FAQ

How can I do a clean slate?

To clean the environment you must execute (after being inside the FLamby folder cd FLamby/):

conda deactivate
make clean

I get an error when installing Flamby

error: [Errno 2] No such file or directory: ‘pip’

Try running:

conda deactivate
make clean
pip3 install --upgrade pip

and try running your make installation option again.

I am installing Flamby on a machine equipped with macOS and an intel processor

In that case, you should use

make install-mac

instead of the standard installation. If you have already installed the flamby environment, just run

conda deactivate
make clean

before running the install-mac installation again. This is to avoid the following error, which will appear when running scripts. #### error : OMP: Error #15

I or someone else already downloaded a dataset using another copy of the flamby repository, my copy of flamby cannot find it and I don’t want to download it again, what can I do ?

There are two options. The safest one is to cd to the flamby directory and run:

python create_dataset_config.py --dataset-name fed_camelyon16 OR fed_heart_disease OR ... --path /path/where/the/dataset/is/located

This will create the required dataset_location.yaml file in your copy of the repository allowing FLamby to find it.

One can also directly pass the data_path argument when instantiating the dataset but this is not recommended.

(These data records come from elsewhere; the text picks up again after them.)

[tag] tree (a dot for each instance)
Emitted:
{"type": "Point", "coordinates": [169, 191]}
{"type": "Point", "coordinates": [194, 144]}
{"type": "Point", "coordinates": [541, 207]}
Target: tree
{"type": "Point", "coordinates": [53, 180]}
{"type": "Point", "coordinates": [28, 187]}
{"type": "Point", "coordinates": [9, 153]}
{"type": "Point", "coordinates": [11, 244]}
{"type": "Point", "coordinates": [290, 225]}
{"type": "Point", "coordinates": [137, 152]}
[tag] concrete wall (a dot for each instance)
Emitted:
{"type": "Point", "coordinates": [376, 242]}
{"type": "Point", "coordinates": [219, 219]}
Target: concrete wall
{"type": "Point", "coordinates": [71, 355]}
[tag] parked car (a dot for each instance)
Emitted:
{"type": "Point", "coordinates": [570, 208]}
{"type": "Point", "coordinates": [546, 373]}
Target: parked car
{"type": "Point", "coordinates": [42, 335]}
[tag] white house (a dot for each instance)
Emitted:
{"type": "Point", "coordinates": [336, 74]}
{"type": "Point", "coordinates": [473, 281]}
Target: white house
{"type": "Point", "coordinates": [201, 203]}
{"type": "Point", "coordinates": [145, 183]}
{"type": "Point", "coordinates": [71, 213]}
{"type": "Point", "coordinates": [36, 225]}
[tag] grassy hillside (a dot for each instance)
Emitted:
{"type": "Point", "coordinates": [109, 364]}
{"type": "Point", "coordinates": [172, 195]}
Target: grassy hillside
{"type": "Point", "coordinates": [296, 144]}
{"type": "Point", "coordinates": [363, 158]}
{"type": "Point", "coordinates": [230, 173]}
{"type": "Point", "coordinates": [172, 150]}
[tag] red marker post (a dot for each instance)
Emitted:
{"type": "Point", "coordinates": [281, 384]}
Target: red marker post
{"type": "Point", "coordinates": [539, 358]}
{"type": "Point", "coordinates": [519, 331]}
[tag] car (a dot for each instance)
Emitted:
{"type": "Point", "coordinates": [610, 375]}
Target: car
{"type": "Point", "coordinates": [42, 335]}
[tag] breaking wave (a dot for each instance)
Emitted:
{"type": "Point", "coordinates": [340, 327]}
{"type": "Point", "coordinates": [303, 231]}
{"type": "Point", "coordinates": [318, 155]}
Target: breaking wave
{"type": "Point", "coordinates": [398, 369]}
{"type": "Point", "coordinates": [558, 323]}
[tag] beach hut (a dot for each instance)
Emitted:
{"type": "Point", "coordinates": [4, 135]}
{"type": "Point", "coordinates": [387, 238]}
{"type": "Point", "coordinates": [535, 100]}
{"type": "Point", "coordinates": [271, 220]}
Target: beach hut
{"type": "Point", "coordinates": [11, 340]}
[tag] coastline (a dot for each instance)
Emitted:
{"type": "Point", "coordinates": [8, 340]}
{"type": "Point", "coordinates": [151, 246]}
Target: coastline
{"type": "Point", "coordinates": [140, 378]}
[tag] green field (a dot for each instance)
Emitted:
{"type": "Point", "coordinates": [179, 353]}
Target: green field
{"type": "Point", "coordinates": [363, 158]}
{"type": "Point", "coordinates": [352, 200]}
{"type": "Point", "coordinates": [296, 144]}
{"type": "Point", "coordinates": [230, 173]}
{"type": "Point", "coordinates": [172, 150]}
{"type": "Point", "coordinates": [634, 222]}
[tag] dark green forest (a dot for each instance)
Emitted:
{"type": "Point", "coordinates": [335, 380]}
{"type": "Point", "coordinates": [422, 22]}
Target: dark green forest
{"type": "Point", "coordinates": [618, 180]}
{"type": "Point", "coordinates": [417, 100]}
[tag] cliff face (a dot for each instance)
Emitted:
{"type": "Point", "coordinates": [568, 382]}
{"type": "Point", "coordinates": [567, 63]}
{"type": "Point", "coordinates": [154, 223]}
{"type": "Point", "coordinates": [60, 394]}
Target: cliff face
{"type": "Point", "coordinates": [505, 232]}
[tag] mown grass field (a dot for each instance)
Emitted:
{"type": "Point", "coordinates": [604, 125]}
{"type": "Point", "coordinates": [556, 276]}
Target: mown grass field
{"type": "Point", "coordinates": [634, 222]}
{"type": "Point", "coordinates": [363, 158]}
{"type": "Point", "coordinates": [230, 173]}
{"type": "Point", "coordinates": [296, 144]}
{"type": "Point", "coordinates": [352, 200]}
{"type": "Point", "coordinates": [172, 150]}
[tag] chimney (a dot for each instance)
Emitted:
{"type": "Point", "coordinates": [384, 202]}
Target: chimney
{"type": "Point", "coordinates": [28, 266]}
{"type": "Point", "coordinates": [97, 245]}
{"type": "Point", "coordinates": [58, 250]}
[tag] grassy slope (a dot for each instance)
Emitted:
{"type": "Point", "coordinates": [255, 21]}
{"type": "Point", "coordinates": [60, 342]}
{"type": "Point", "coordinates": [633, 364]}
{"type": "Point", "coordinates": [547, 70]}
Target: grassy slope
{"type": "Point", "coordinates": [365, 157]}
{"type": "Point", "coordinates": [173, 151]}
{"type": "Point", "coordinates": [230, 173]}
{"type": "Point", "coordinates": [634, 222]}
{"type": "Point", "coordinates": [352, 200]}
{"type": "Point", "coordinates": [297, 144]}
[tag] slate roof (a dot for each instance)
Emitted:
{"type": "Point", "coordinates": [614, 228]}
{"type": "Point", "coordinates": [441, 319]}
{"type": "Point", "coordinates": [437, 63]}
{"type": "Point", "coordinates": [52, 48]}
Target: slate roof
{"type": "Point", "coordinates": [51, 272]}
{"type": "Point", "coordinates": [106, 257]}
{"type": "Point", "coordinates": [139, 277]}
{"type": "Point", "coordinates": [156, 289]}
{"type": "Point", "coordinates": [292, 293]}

from flamby.datasets.fed_heart_disease import FedHeartDisease
center0 = FedHeartDisease(center=0, train=True, data_path="/path/where/the/dataset/is/located")

Collaborative work on FLamby: I am working with FLamby on a server with other users, how can we share the datasets efficiently ?

The basic answer is to use the answer just above to recreate the config file in every copy of the repository.

It can possibly become more seamless in the future if we introduce checks for environment variables in FLamby, which would allow to setup a general server-wise config so that all users of the server have access to all needed paths. In the meantime one can fill/comment the following bash script after downloading the dataset and share it with all users of the server:

python create_dataset_config.py --dataset-name fed_camelyon16 --path TOFILL
python create_dataset_config.py --dataset-name fed_heart_disease --path TOFILL
python create_dataset_config.py --dataset-name fed_lidc_idri --path TOFILL
python create_dataset_config.py --dataset-name fed_kits19 --path TOFILL
python create_dataset_config.py --dataset-name fed_isic2019 --path TOFILL
python create_dataset_config.py --dataset-name fed_ixi --path TOFILL

Which allows users to set all necessary paths in their local copies.

Can I run clients in different threads with FLamby? How does it run under the hood?

FLamby is a lightweight and simple solution, designed to allow researchers to quickly use cleaned datasets with a standard API. As a consequence, the benchmark code performing the FL simulation is minimalistic. All clients run sequentially in the same python environment, without multithreading. Datasets are assigned to clients as different python objects.

Does FLamby support GPU acceleration?

FLamby supports GPU acceleration thanks to the underlying deep learning backend (pytorch for now).